Mein Appell an die Fotofans lautet: Fahrt nach Essen und staunt über Biermanns virtuose ‘Vertrautheit mit den Dingen’: Pflanzenstudien, Straßenszenen, geologische Aufnahmen, Alltagssituationen, Akte und Portraits. Das ‘Neue Sehen’, die ‘Betrachtung’ der unmittelbaren Umwelt und die damit verbundene Subjektivität bilden den Kern von Biermanns Schaffen.

Aenne Biermann: Portrait mit Boulevard de la Grande-Armée (1931)
Ich wage gar nicht alle meine Lieblingsbilder zu nennen und beschränke mich daher auf wenige Motive: Selbstporträts mit Metallkugel (1930/31), Portrait mit Boulevard de la Grande-Armée’ (1931), Selbstportrait – Collage (ca. 1930), Tochter (1930), Old (1930), Da unten geht etwas vor (1929), Helga – Betrachtung (um 1930) – es handelt sich auch um das Plakatmotiv zur Essener Ausstellung, Schlafende im Sande (1929), Spiegelei-en: ein lächelnder Mann mit glänzendem Gesicht (1929/30) in Kombination mit einem gebratenen Spiegelei (vor Juli 2929), Dame mit Monokel (1928), Tänzerin Hilde Engel (1929) und Portraits von Anneliese Schießer (1931).

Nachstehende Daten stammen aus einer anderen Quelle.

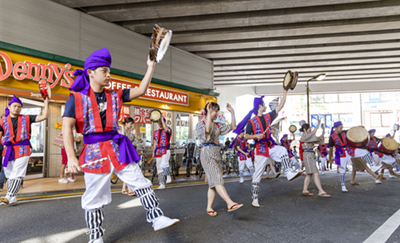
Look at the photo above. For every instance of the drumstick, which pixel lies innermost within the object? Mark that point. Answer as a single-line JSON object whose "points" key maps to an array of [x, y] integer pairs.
{"points": [[99, 161], [94, 162]]}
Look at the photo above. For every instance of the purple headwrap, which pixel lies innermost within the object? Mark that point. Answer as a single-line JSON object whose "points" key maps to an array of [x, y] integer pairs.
{"points": [[257, 101], [284, 136], [336, 124], [233, 141], [13, 100], [99, 58]]}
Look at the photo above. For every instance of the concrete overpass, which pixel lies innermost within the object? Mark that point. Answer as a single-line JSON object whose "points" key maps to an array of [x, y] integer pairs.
{"points": [[253, 43]]}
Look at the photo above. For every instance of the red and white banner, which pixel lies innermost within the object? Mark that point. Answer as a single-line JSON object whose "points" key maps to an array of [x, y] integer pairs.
{"points": [[125, 112], [153, 93], [142, 116]]}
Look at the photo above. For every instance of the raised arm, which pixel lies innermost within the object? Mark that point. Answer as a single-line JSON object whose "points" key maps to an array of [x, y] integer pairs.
{"points": [[232, 111], [68, 137], [165, 126], [316, 128], [240, 149], [45, 113], [209, 120], [282, 103], [144, 85]]}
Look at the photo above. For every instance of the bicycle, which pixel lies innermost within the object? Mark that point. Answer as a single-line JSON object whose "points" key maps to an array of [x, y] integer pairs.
{"points": [[153, 171]]}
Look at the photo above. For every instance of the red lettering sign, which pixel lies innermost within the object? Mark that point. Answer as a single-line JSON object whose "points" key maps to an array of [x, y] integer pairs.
{"points": [[51, 72], [125, 112], [153, 93], [142, 116]]}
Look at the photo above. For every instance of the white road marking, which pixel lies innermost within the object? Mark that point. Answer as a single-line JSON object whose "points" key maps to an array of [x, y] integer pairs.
{"points": [[130, 204], [382, 234], [59, 237]]}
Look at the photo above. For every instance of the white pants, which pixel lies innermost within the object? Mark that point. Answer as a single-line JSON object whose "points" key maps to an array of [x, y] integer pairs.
{"points": [[260, 161], [163, 161], [16, 168], [388, 160], [98, 188], [323, 160], [358, 153], [343, 163], [247, 162], [296, 163]]}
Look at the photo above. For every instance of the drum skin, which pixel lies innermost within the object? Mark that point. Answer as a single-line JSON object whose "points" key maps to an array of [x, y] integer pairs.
{"points": [[44, 89], [357, 137], [155, 115], [160, 40], [287, 80], [388, 145], [294, 81]]}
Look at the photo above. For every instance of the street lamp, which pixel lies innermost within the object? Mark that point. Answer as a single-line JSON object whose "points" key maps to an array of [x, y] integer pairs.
{"points": [[319, 77]]}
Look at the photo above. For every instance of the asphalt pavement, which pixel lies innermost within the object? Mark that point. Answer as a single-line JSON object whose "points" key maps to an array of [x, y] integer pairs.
{"points": [[285, 214]]}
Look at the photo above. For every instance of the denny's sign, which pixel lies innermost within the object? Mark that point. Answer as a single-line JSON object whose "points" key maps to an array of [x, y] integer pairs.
{"points": [[54, 73]]}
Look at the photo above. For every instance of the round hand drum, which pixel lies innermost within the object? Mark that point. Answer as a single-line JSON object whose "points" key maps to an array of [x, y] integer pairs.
{"points": [[290, 80], [357, 137], [388, 145], [155, 115], [44, 89], [160, 40]]}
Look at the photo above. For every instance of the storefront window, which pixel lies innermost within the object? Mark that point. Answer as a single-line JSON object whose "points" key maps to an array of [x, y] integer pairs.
{"points": [[35, 166], [376, 120], [387, 119], [316, 98], [345, 97], [182, 129], [148, 134], [387, 96], [331, 98]]}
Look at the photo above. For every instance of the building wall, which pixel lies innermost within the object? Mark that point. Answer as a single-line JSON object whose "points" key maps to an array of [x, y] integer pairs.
{"points": [[47, 26]]}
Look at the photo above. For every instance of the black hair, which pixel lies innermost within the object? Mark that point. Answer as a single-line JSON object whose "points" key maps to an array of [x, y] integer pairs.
{"points": [[213, 106], [304, 127], [128, 120]]}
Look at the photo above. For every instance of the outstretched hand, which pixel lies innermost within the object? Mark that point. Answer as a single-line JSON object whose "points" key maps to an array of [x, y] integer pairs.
{"points": [[229, 108], [150, 63]]}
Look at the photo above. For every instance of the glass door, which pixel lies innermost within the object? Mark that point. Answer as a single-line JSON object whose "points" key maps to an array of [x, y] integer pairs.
{"points": [[38, 141]]}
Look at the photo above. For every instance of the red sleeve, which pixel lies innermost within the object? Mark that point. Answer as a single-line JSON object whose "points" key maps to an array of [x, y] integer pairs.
{"points": [[79, 112], [301, 150]]}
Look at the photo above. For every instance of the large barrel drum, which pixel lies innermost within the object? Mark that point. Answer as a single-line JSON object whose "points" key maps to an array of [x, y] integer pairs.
{"points": [[357, 137], [388, 145]]}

Aenne Biermann, Kaktus, 1928–29
Innerhalb von nur sieben Jahren schaffte es die musikalische Tochter eines Leder- und Schuhfabrikanten aus Goch zur Avantgardefotografin in Gera. In knapp 34 Lebensjahren hat sie Außerordentliches bewirkt. In einem Alter, in dem wohl die meisten Menschen noch stark mit der eigenen Entwicklung beschäftigt sind, hat sie sich an der Spitze der Fotokunst etabliert.
1930 fand in Jena die erste größere Ausstellung mit Biermann-Werken statt. Wie Lucia Moholy, Florence Henri und Germaine Krull war sie auch auf internationalen Fotoausstellungen der frühen 1930er Jahre vertreten. Die Entwicklung der Fotografie zur eigenständigen Kunstform zwischen den beiden Weltkriegen ist sicher auch ihr Verdienst. Noch zu ihren Lebzeiten wurde sie in ‘einem Atemzug’ genannt mit Lázló Moholy-Nagy.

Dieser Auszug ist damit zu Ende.